Hope this helps, am new here.

Answer 2

Using a markdown library is the way to go, but if you're wanting to do this yourself without a third party library, then regular expressions will make your job easier. These allow you to do find and replaces that match a pattern, In your case you are going to want to start by searching for the regex pattern

\*\*(.*?)\*\*

Asteriks have to be escaped, so this looks for 2 asteriks

Followed by a parenthetical group. The parenthetical group tells us we want to capture the contents inside of it to reference later on

Then the .* Tells us to match an unlimited number of characters. . being any character and * being unlimited. The ? at the end tells us to be non-greedy, so we stop as soon as possible.

And replacing it with

<b> \1 </b>

The \1 will reference what was in the parenthesis above. If there were more parenthesis you would reference the next set of parenthesis with \2 and then \3 and so on.

import re

replaced_str = re.compile('\*\*(.*?)\*\*', '<b> \1 </b>', your_string)

---

Alternatively you could search for the position of the first occurance of ** , and then look for the next occurrence of ** and use that info to do your replacement.

s = '** Hello!** everyone! **This should be an HTML string**'
while True:
    pos1 = s.find('**')
    pos2 = pos1 + s[pos1+2:].find('**')

    if pos1 >= 0 and pos2 > pos1:
        s = s[:pos1] + '<b>' + s[pos1+2:pos2+2] + '</b>' + s[pos2+4:]
    else:
        break;

print(s)

Answer 3

Here's a solution with regex

import re
text = "** Hello!** everyone! **This should be HTML string**"

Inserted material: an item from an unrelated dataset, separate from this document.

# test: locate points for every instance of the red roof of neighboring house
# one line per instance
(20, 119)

p = re.compile(r"\*\*(.*?)\*\*")

result = re.sub(p, r"<b>\1<b/>", text)

"""
result: '<b> Hello!</b> everyone! <b>This should be HTML string</b>'
"""

Answer 4

planning to use str.replace()

Then you might harness optional (third) argument accepted by this function - number of replacement, following way:

txt = '** Hello!** everyone! **This should be HTML string**'
closing = False
while '**' in txt:
    txt = txt.replace('**','</b>' if closing else '<b>',1)
    closing = not closing
print(txt)

Output:

<b> Hello!</b> everyone! <b>This should be HTML string</b>

Nonetheless I suggest using ready tools for dealing with markdown if possible.

Answer 5

Looking that you are new to stackoverflow, i would always suggest, do research from net and try to come up with some solution, if you can't do still then u always can ask here

It can easily be done like this

    import re
    test_str= '** Hello!** everyone! **This should be HTML string**'
    pattern='**'
    res = [i for i in range(len(test_str)) if test_str.startswith(pattern, i)] 
    res
    for i,pos in enumerate(res):    
        if i%2==0:
            test_str = test_str[:pos] + '<b>' + test_str[pos+3:]
        else: 
            test_str = test_str[:pos] + '</b>' + test_str[pos+4:]

Answer 6

As Faruk Imamovic proposed earlier I think here is the most optimal solution to the problem.

opening = True
pos = 0
res = []
while pos < len(text):
    if text[pos] == "*" and pos < len(text)-1 and text[pos+1] == "*":
        res.append('<b>' if opening else '</b>')
        opening = not opening
        pos += 2
    else:
        res.append(text[pos])
        pos += 1
return ''.join(res)